He stared after her as she went, feeling a bit like he’d just been swamped by a tidal wave.

He should be thinking of tracking down Nic, cornering her and asking her what the hell she thought she was doing, setting him up like this. Or of finding Jackson and asking if he’d known about this.

But all he could think about was a certain golden-eyed woman with long hair the color of Hill Country sand, and how she made him feel. How she made him wish for things he’d never had, and never expected to have. But could he really stand it, knowing she was out there risking herself, every day?

“Lily found you?”

He spun around to stare at Jackson as he came toward him. “So you were in on it?”

Jackson threw up his hands in denial. “I only knew Nic had called her after the fact, bro. But I also thought maybe it might help. Because I know where your head’s at right now.”

“You do, huh?” He said it sourly.

“Yeah.” Jackson hesitated, then said, “I’ve never seen you as happy as you’ve been this past three weeks. Or as…alive as you’ve been since you met Emily.”

He winced inwardly, just at the mention of her name. “Nice while it lasted,” he muttered.

Jackson frowned. “You saying it’s over?”

“I’m saying what I said before—we’ve got nothing in common.”

“Neither did Nic and I, and it doesn’t matter.”

He looked at his best friend then. “You did have something in common. You went through hell with losing your wife. Nic went through hell nearly losing her mom and having to adjust to the changes afterward. And I…”

“And you went through hell twice,” Jackson finished for him. “What does that have to do with Emily? She’s fine, Nic said.”

“She is. Back to work, even,” he said, managing to let only a bit of how that made him feel creep through. “But that’s it, man. She’s had such a…normal life. She grew up loved, still has her parents, has never had to deal directly with that kind of hell.”

“So are you saying she doesn’t understand it?”

“No, she does,” he said with a shake of his head. “She has to handle it all the time, as a cop.”

“But she hasn’t had to live it. Not like you have.”

That made him sound kind of petty, and he didn’t like the feeling. “Yeah, sort of.”

“So you’ve been through all kinds of personal hell, but she hasn’t. Then maybe,” Jackson said, in that tone that worked so well when he was playing that powerful character on screen, “she’s your reward.”

His head snapped up, and he found Jackson’s eyes fastened on him in a way that told him not only that he was deadly serious but that this mattered.

“Reward? What the hell did I ever do to deserve a reward like…like her?”

Suddenly that thing Emily had said, when she’d been so angry, that three C’s thing, rammed into his mind. For so long he’d carried that guilt, that he could have, should have done something to save his mother…but Emily had gutted that as thoroughly as a trout.

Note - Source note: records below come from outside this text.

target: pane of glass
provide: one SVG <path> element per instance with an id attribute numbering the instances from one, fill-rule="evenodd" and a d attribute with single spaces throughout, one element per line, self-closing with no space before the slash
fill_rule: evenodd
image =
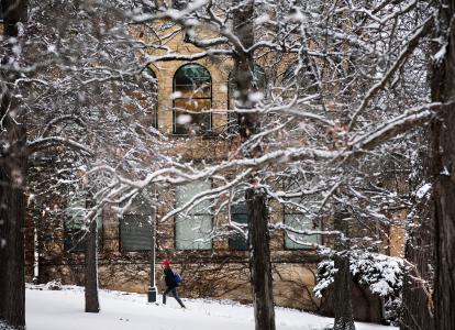
<path id="1" fill-rule="evenodd" d="M 210 182 L 193 182 L 189 183 L 182 186 L 178 186 L 176 189 L 176 207 L 182 207 L 188 201 L 191 200 L 191 198 L 195 197 L 195 195 L 200 194 L 206 190 L 211 189 Z M 210 201 L 204 200 L 197 205 L 193 209 L 191 209 L 188 213 L 189 215 L 208 215 L 210 213 Z"/>
<path id="2" fill-rule="evenodd" d="M 152 217 L 126 213 L 120 221 L 122 251 L 148 251 L 152 248 Z"/>
<path id="3" fill-rule="evenodd" d="M 236 223 L 241 223 L 241 224 L 246 224 L 248 221 L 248 216 L 246 213 L 246 204 L 241 202 L 237 205 L 233 205 L 231 207 L 231 217 L 232 217 L 232 221 Z M 247 250 L 248 243 L 247 243 L 245 235 L 243 235 L 240 232 L 234 232 L 229 238 L 229 248 L 234 249 L 234 250 L 243 250 L 243 251 Z"/>
<path id="4" fill-rule="evenodd" d="M 188 202 L 196 194 L 211 188 L 210 182 L 195 182 L 178 186 L 176 191 L 176 207 Z M 188 215 L 176 217 L 176 248 L 178 250 L 210 250 L 212 242 L 209 239 L 212 231 L 210 202 L 203 201 L 196 206 Z"/>
<path id="5" fill-rule="evenodd" d="M 195 113 L 207 110 L 211 107 L 211 101 L 199 100 L 175 100 L 175 133 L 176 134 L 203 134 L 211 129 L 210 113 Z M 188 112 L 190 111 L 190 112 Z"/>
<path id="6" fill-rule="evenodd" d="M 311 219 L 304 217 L 304 215 L 285 215 L 285 224 L 291 227 L 295 230 L 318 230 L 320 226 L 314 226 Z M 285 237 L 285 246 L 286 249 L 312 249 L 311 246 L 299 244 L 291 240 L 289 237 L 293 238 L 297 241 L 309 243 L 309 244 L 320 244 L 321 243 L 321 235 L 304 235 L 298 234 L 292 232 L 286 232 Z"/>
<path id="7" fill-rule="evenodd" d="M 84 194 L 74 194 L 68 200 L 68 207 L 65 211 L 65 251 L 82 252 L 86 250 L 86 231 L 84 229 L 85 217 L 86 197 Z"/>
<path id="8" fill-rule="evenodd" d="M 180 67 L 174 77 L 174 85 L 175 91 L 179 91 L 185 98 L 211 97 L 210 74 L 198 64 Z"/>

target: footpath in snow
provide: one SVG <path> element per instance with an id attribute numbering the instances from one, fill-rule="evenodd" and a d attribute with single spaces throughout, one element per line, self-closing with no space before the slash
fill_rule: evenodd
<path id="1" fill-rule="evenodd" d="M 46 286 L 26 288 L 27 330 L 253 330 L 253 308 L 229 300 L 185 299 L 181 309 L 173 297 L 167 305 L 148 304 L 146 295 L 100 290 L 99 314 L 84 311 L 84 288 Z M 160 301 L 158 296 L 158 301 Z M 293 309 L 276 308 L 277 330 L 322 330 L 333 323 Z M 391 330 L 357 323 L 357 330 Z"/>

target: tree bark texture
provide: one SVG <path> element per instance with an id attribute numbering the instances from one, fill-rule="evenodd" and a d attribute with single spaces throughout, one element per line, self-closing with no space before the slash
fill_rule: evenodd
<path id="1" fill-rule="evenodd" d="M 233 24 L 240 45 L 235 46 L 235 84 L 238 96 L 236 106 L 241 110 L 253 110 L 255 101 L 251 95 L 254 87 L 254 54 L 247 52 L 254 45 L 254 0 L 234 0 Z M 255 112 L 237 113 L 241 142 L 247 142 L 258 128 L 259 120 Z M 262 150 L 256 145 L 245 156 L 260 156 Z M 252 175 L 252 184 L 257 178 Z M 256 330 L 275 330 L 275 309 L 269 251 L 269 233 L 266 196 L 263 191 L 249 188 L 245 194 L 249 238 L 249 268 L 253 287 L 253 305 Z"/>
<path id="2" fill-rule="evenodd" d="M 24 0 L 2 0 L 3 34 L 18 37 L 25 20 Z M 2 64 L 14 58 L 9 44 Z M 16 74 L 3 72 L 0 96 L 0 328 L 25 328 L 24 226 L 27 172 L 26 125 L 9 82 Z"/>
<path id="3" fill-rule="evenodd" d="M 99 312 L 98 265 L 97 265 L 97 220 L 90 221 L 86 237 L 86 312 Z"/>
<path id="4" fill-rule="evenodd" d="M 264 191 L 249 188 L 246 191 L 251 276 L 256 330 L 275 329 L 274 293 L 271 283 L 270 234 Z"/>
<path id="5" fill-rule="evenodd" d="M 441 1 L 437 29 L 446 41 L 445 56 L 435 61 L 432 100 L 451 102 L 432 122 L 435 329 L 455 329 L 455 0 Z M 437 36 L 437 35 L 436 35 Z M 437 44 L 439 52 L 442 43 Z"/>
<path id="6" fill-rule="evenodd" d="M 334 229 L 344 234 L 335 241 L 334 267 L 337 270 L 333 283 L 334 330 L 355 330 L 352 305 L 352 279 L 349 271 L 348 212 L 337 210 L 334 215 Z"/>
<path id="7" fill-rule="evenodd" d="M 422 142 L 424 143 L 424 142 Z M 418 175 L 414 188 L 429 183 L 429 145 L 419 155 Z M 412 228 L 408 229 L 408 238 L 404 248 L 404 257 L 412 264 L 407 267 L 402 292 L 402 330 L 434 329 L 434 246 L 432 215 L 434 212 L 433 200 L 424 196 L 415 200 L 415 213 L 412 219 Z"/>

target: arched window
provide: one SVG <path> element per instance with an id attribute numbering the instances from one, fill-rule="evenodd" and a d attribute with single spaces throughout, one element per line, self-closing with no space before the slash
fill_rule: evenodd
<path id="1" fill-rule="evenodd" d="M 187 64 L 174 76 L 174 133 L 206 134 L 211 131 L 212 79 L 199 64 Z"/>

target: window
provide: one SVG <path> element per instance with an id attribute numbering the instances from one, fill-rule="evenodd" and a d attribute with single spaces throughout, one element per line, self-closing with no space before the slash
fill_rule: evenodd
<path id="1" fill-rule="evenodd" d="M 188 6 L 189 0 L 173 0 L 173 8 L 174 9 L 185 9 Z"/>
<path id="2" fill-rule="evenodd" d="M 286 89 L 292 88 L 300 94 L 317 92 L 315 78 L 311 66 L 307 62 L 303 62 L 301 67 L 299 67 L 299 63 L 289 65 L 282 74 L 282 87 Z"/>
<path id="3" fill-rule="evenodd" d="M 304 213 L 291 213 L 285 207 L 285 224 L 289 226 L 295 230 L 318 230 L 320 229 L 319 224 L 314 224 L 312 219 L 309 219 L 304 216 Z M 297 241 L 297 242 L 296 242 Z M 309 244 L 320 244 L 321 243 L 321 235 L 306 235 L 306 234 L 298 234 L 291 231 L 287 231 L 285 235 L 285 248 L 290 250 L 299 250 L 299 249 L 312 249 L 312 246 L 300 244 L 298 242 L 304 242 Z"/>
<path id="4" fill-rule="evenodd" d="M 86 251 L 87 226 L 85 218 L 87 215 L 87 197 L 82 193 L 74 194 L 68 200 L 64 223 L 64 248 L 67 252 Z M 98 246 L 101 242 L 102 210 L 97 212 Z"/>
<path id="5" fill-rule="evenodd" d="M 299 195 L 300 190 L 301 187 L 297 183 L 292 183 L 287 189 L 288 193 L 296 195 Z M 314 220 L 314 217 L 311 212 L 311 209 L 315 207 L 315 204 L 311 201 L 311 198 L 308 196 L 292 197 L 290 198 L 290 201 L 293 205 L 285 205 L 284 207 L 284 222 L 286 226 L 296 231 L 321 229 L 321 223 Z M 296 207 L 296 205 L 300 207 Z M 301 244 L 299 242 L 306 244 Z M 289 250 L 312 249 L 312 246 L 307 244 L 320 243 L 320 234 L 300 234 L 295 233 L 290 230 L 286 231 L 285 233 L 285 248 Z"/>
<path id="6" fill-rule="evenodd" d="M 210 188 L 209 182 L 195 182 L 178 186 L 176 207 L 186 205 L 195 195 Z M 176 248 L 178 250 L 210 250 L 212 249 L 211 231 L 210 202 L 202 201 L 188 213 L 179 213 L 176 217 Z"/>
<path id="7" fill-rule="evenodd" d="M 231 206 L 231 220 L 236 222 L 235 224 L 242 228 L 246 228 L 248 221 L 248 215 L 246 212 L 246 202 L 240 201 L 236 205 Z M 232 250 L 248 250 L 248 241 L 245 235 L 235 230 L 229 238 L 229 248 Z"/>
<path id="8" fill-rule="evenodd" d="M 255 90 L 258 90 L 263 94 L 267 92 L 267 77 L 264 69 L 255 65 L 253 72 L 253 86 Z M 235 81 L 235 73 L 231 72 L 228 78 L 228 109 L 233 109 L 235 105 L 235 99 L 237 98 L 238 89 Z M 228 129 L 230 133 L 235 132 L 237 125 L 236 114 L 229 112 L 229 123 Z"/>
<path id="9" fill-rule="evenodd" d="M 136 196 L 120 219 L 120 245 L 123 252 L 152 249 L 154 210 L 147 198 Z"/>
<path id="10" fill-rule="evenodd" d="M 147 107 L 145 109 L 142 123 L 145 127 L 158 128 L 158 82 L 155 73 L 151 68 L 146 68 L 142 73 L 144 77 L 144 91 L 147 98 Z"/>
<path id="11" fill-rule="evenodd" d="M 203 135 L 211 131 L 212 81 L 199 64 L 187 64 L 174 76 L 174 133 Z"/>

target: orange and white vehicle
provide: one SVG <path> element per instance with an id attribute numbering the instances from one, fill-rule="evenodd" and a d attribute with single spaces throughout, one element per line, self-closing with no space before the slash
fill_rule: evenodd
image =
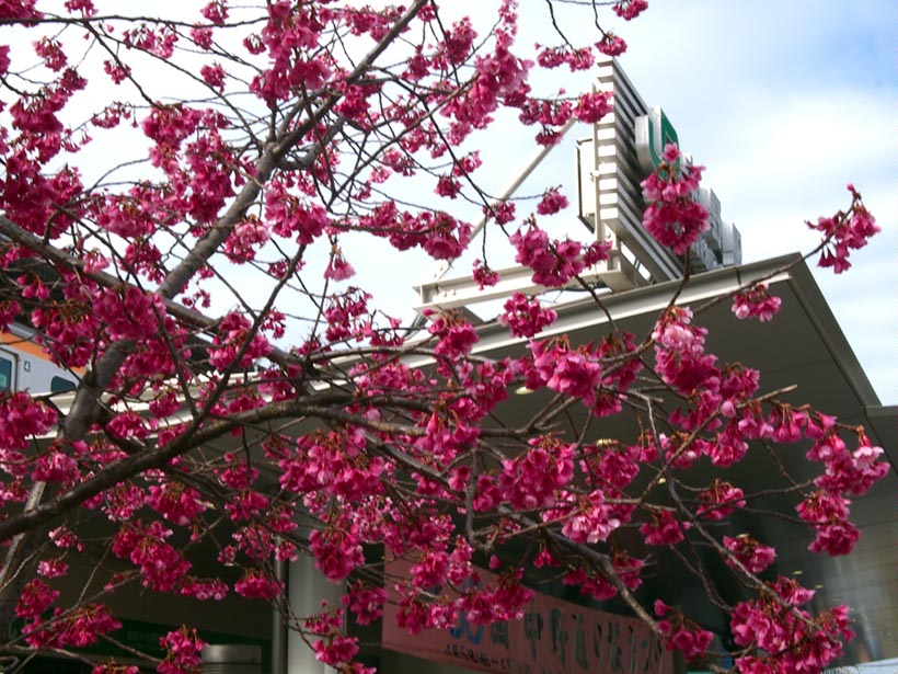
<path id="1" fill-rule="evenodd" d="M 76 388 L 81 373 L 57 366 L 34 338 L 33 330 L 19 323 L 0 334 L 0 392 L 49 393 Z"/>

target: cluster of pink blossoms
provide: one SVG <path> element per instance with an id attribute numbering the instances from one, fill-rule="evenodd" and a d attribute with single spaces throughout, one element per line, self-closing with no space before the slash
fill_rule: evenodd
<path id="1" fill-rule="evenodd" d="M 515 261 L 533 270 L 533 283 L 550 288 L 566 285 L 588 266 L 608 259 L 607 244 L 592 243 L 584 249 L 579 241 L 549 241 L 549 235 L 531 222 L 508 241 L 517 249 Z"/>
<path id="2" fill-rule="evenodd" d="M 768 583 L 767 591 L 759 599 L 737 604 L 730 614 L 734 640 L 749 650 L 736 660 L 742 674 L 820 672 L 841 655 L 842 640 L 854 636 L 848 607 L 811 618 L 799 606 L 810 601 L 813 591 L 782 576 Z M 756 649 L 761 653 L 750 652 Z"/>
<path id="3" fill-rule="evenodd" d="M 880 229 L 876 219 L 861 202 L 861 195 L 854 185 L 848 185 L 851 192 L 851 208 L 848 214 L 841 210 L 830 218 L 819 218 L 817 222 L 808 222 L 810 229 L 824 233 L 826 244 L 820 253 L 820 266 L 829 267 L 841 274 L 851 267 L 848 261 L 851 251 L 866 245 L 867 240 Z"/>
<path id="4" fill-rule="evenodd" d="M 782 299 L 768 293 L 767 284 L 759 283 L 745 293 L 736 293 L 733 296 L 733 313 L 740 320 L 757 318 L 762 322 L 770 321 L 780 310 L 782 302 Z"/>
<path id="5" fill-rule="evenodd" d="M 508 327 L 515 336 L 531 338 L 557 319 L 557 313 L 546 309 L 534 298 L 527 298 L 522 293 L 515 293 L 503 306 L 505 311 L 498 321 Z"/>
<path id="6" fill-rule="evenodd" d="M 707 210 L 691 198 L 699 189 L 702 167 L 686 165 L 676 145 L 664 149 L 664 161 L 643 183 L 648 207 L 643 225 L 661 245 L 682 255 L 709 227 Z"/>
<path id="7" fill-rule="evenodd" d="M 714 635 L 688 620 L 661 599 L 655 601 L 655 615 L 663 618 L 658 620 L 657 627 L 668 638 L 667 650 L 680 651 L 687 662 L 704 655 L 714 640 Z"/>

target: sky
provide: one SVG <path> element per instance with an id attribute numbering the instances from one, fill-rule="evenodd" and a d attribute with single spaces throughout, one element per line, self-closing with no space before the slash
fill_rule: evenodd
<path id="1" fill-rule="evenodd" d="M 554 44 L 548 16 L 540 13 L 544 4 L 521 4 L 521 39 Z M 738 227 L 744 262 L 809 251 L 818 239 L 805 221 L 847 208 L 849 182 L 864 195 L 882 233 L 852 254 L 852 269 L 841 275 L 817 269 L 816 260 L 808 264 L 880 401 L 898 402 L 898 90 L 893 81 L 898 5 L 888 0 L 653 0 L 649 5 L 626 23 L 607 12 L 603 26 L 629 43 L 620 61 L 643 100 L 664 108 L 682 149 L 706 167 L 703 184 L 721 199 L 723 218 Z M 571 31 L 576 37 L 578 27 Z M 590 82 L 588 73 L 578 73 L 562 84 L 574 93 Z M 571 136 L 587 133 L 583 126 Z M 490 132 L 484 165 L 495 174 L 496 189 L 526 163 L 531 137 L 530 130 L 506 126 Z M 573 162 L 568 139 L 521 192 L 562 184 L 573 202 Z M 567 218 L 573 219 L 569 210 Z M 463 273 L 470 262 L 456 267 Z M 407 269 L 425 279 L 436 265 Z M 396 311 L 415 299 L 399 289 L 392 297 Z"/>
<path id="2" fill-rule="evenodd" d="M 441 4 L 459 15 L 494 15 L 496 1 Z M 546 3 L 520 4 L 520 41 L 557 44 Z M 630 44 L 620 60 L 643 100 L 665 110 L 683 150 L 706 167 L 703 184 L 721 199 L 723 218 L 739 228 L 745 262 L 813 248 L 816 238 L 804 221 L 847 207 L 847 183 L 854 183 L 865 196 L 883 232 L 852 255 L 853 267 L 847 273 L 834 276 L 815 269 L 814 274 L 880 400 L 898 402 L 898 164 L 893 123 L 898 103 L 898 4 L 649 0 L 649 5 L 632 22 L 606 9 L 602 23 Z M 572 41 L 595 39 L 587 32 L 595 28 L 583 21 L 565 22 L 567 12 L 577 8 L 560 1 L 555 7 Z M 560 85 L 576 93 L 590 87 L 591 77 L 553 71 L 552 79 L 534 85 L 544 93 Z M 575 201 L 573 144 L 588 130 L 575 128 L 519 194 L 562 185 Z M 484 156 L 480 178 L 493 193 L 526 163 L 533 151 L 533 134 L 532 128 L 500 123 L 475 140 Z M 519 213 L 532 209 L 519 206 Z M 468 215 L 476 219 L 475 212 L 469 209 Z M 553 216 L 553 233 L 569 228 L 575 216 L 572 209 Z M 353 282 L 371 289 L 377 306 L 387 312 L 411 318 L 414 286 L 428 279 L 436 264 L 416 253 L 406 253 L 401 265 L 387 263 L 393 251 L 369 238 L 342 243 L 359 271 Z M 470 271 L 473 256 L 472 252 L 456 265 L 459 273 Z"/>
<path id="3" fill-rule="evenodd" d="M 811 265 L 883 403 L 898 402 L 895 110 L 887 0 L 655 0 L 621 26 L 621 64 L 707 170 L 744 261 L 807 251 L 803 222 L 854 183 L 883 231 L 836 276 Z"/>

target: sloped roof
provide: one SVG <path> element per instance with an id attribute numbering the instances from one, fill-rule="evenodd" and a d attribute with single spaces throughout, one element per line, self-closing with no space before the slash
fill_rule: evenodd
<path id="1" fill-rule="evenodd" d="M 772 276 L 771 276 L 772 275 Z M 707 351 L 719 357 L 718 363 L 740 362 L 761 372 L 761 392 L 795 385 L 784 400 L 808 403 L 833 414 L 848 424 L 866 427 L 871 441 L 888 455 L 893 470 L 865 495 L 854 500 L 852 522 L 862 532 L 861 540 L 849 557 L 829 558 L 807 549 L 811 536 L 806 527 L 785 519 L 740 514 L 730 535 L 751 532 L 765 542 L 776 546 L 778 559 L 768 572 L 801 575 L 799 582 L 816 589 L 814 599 L 819 607 L 845 603 L 852 607 L 857 636 L 849 646 L 843 662 L 861 663 L 898 655 L 898 407 L 883 407 L 861 368 L 854 353 L 829 309 L 820 289 L 797 254 L 784 255 L 709 272 L 693 277 L 683 288 L 678 304 L 693 310 L 715 298 L 726 297 L 740 285 L 771 276 L 767 282 L 771 293 L 782 298 L 782 309 L 772 322 L 738 321 L 729 300 L 718 301 L 694 322 L 709 329 Z M 622 330 L 643 335 L 651 330 L 658 312 L 670 301 L 678 282 L 668 282 L 603 297 L 615 324 Z M 567 334 L 572 344 L 598 340 L 608 330 L 608 318 L 590 298 L 556 307 L 557 322 L 539 335 L 544 339 Z M 490 357 L 519 353 L 525 340 L 513 339 L 499 325 L 479 329 L 481 342 L 475 352 Z M 540 393 L 514 396 L 499 414 L 514 415 L 520 422 L 546 402 Z M 574 414 L 586 414 L 585 409 Z M 600 419 L 594 423 L 594 437 L 635 441 L 638 423 L 634 415 Z M 806 445 L 786 445 L 778 450 L 778 460 L 796 479 L 813 478 L 820 465 L 805 458 Z M 702 465 L 700 465 L 702 464 Z M 729 469 L 713 468 L 710 462 L 696 462 L 695 483 L 712 475 L 741 487 L 746 493 L 772 488 L 779 480 L 776 464 L 761 447 L 752 447 L 748 457 Z M 691 481 L 691 480 L 690 480 Z M 706 483 L 706 482 L 704 482 Z M 752 502 L 758 509 L 795 516 L 794 499 L 768 496 Z M 636 553 L 645 550 L 638 535 L 632 541 Z M 652 550 L 655 552 L 655 550 Z M 661 596 L 668 604 L 679 605 L 707 627 L 728 631 L 724 614 L 706 597 L 701 582 L 679 564 L 665 563 L 657 557 L 654 578 L 645 583 L 647 596 Z M 745 590 L 709 556 L 709 580 L 728 601 L 746 597 Z M 729 578 L 728 578 L 729 576 Z M 608 608 L 614 608 L 608 605 Z M 619 608 L 624 609 L 623 606 Z"/>

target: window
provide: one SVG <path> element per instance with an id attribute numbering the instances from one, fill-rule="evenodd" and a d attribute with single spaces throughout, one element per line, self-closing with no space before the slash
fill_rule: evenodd
<path id="1" fill-rule="evenodd" d="M 0 392 L 12 392 L 12 361 L 0 356 Z"/>
<path id="2" fill-rule="evenodd" d="M 74 389 L 74 381 L 69 381 L 64 377 L 54 377 L 50 379 L 50 392 L 53 393 L 58 393 L 60 391 L 73 391 Z"/>

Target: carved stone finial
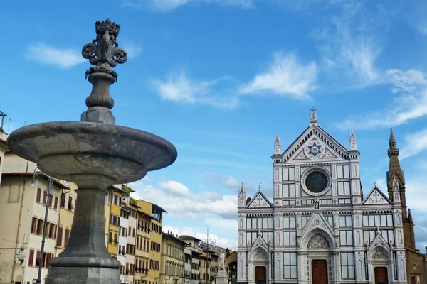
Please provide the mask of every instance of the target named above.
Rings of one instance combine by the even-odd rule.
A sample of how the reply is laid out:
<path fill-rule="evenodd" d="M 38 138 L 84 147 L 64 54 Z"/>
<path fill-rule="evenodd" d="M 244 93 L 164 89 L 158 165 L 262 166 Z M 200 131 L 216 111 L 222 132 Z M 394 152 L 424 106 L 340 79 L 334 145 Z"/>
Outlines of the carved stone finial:
<path fill-rule="evenodd" d="M 95 27 L 96 39 L 82 49 L 83 58 L 88 59 L 90 64 L 95 65 L 86 71 L 86 77 L 93 73 L 102 72 L 112 75 L 117 80 L 117 74 L 111 67 L 125 63 L 127 60 L 126 51 L 119 48 L 116 41 L 120 26 L 107 18 L 100 22 L 97 21 Z"/>
<path fill-rule="evenodd" d="M 312 107 L 310 111 L 312 111 L 312 113 L 310 115 L 310 122 L 311 122 L 311 123 L 317 122 L 317 114 L 316 114 L 316 109 L 315 109 L 315 107 L 313 106 L 313 107 Z"/>

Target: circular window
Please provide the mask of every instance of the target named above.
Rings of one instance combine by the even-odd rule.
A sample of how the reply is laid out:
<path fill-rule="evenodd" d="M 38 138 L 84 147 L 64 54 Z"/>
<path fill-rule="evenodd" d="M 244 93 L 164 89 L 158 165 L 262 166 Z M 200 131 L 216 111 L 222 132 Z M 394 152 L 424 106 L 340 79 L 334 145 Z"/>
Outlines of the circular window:
<path fill-rule="evenodd" d="M 330 175 L 323 168 L 313 167 L 307 170 L 301 180 L 302 189 L 310 195 L 322 195 L 331 187 Z"/>
<path fill-rule="evenodd" d="M 315 170 L 308 174 L 305 178 L 305 186 L 312 192 L 320 193 L 326 188 L 327 185 L 327 178 L 320 172 Z"/>

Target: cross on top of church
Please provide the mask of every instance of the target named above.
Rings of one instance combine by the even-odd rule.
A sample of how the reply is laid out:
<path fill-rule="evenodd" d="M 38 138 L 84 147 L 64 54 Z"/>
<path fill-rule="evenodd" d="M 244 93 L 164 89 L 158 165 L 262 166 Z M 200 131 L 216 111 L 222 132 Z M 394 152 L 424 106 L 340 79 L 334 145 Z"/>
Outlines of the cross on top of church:
<path fill-rule="evenodd" d="M 258 201 L 258 205 L 261 206 L 261 200 L 263 200 L 263 197 L 261 197 L 261 195 L 258 195 L 256 200 Z"/>
<path fill-rule="evenodd" d="M 375 197 L 375 202 L 378 202 L 378 197 L 379 196 L 379 193 L 378 193 L 378 192 L 375 190 L 375 192 L 374 192 L 372 195 Z"/>
<path fill-rule="evenodd" d="M 317 122 L 317 115 L 316 114 L 316 109 L 315 107 L 312 107 L 310 109 L 312 113 L 310 114 L 310 121 L 311 123 Z"/>

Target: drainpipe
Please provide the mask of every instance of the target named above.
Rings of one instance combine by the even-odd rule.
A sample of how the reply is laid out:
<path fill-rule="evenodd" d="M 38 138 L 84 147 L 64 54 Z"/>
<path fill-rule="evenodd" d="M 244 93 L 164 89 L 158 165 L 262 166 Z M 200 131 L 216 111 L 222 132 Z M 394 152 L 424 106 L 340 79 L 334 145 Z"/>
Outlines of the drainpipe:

“You got through what you did in life—twice—and stayed a good, decent human being. You didn’t turn bitter or sour or cruel, like many would have. You just kept going.”

Tucker stared at him. “When did you become such a philosopher?”

Jackson grinned suddenly. “Trying to keep up with Nic.” Then, seriously, “She’s made me a better person. Just like Emily does for you. So you’d better think about it long and hard, bro. That’s not something to just walk away from.”

The sound of lighter, rapid footsteps made Tucker look. Jeremy, Maverick at his heels, was running toward them. The sight of the golden dog made him think of the black one he had bonded with so quickly and completely, and his gut clenched all over again.

“Hey,” Jackson said, ruffling his son’s hair.

“Whatcha talking about?” the boy asked.

“Whether your uncle T should be with Officer Emily.” Tucker winced at the blunt assessment.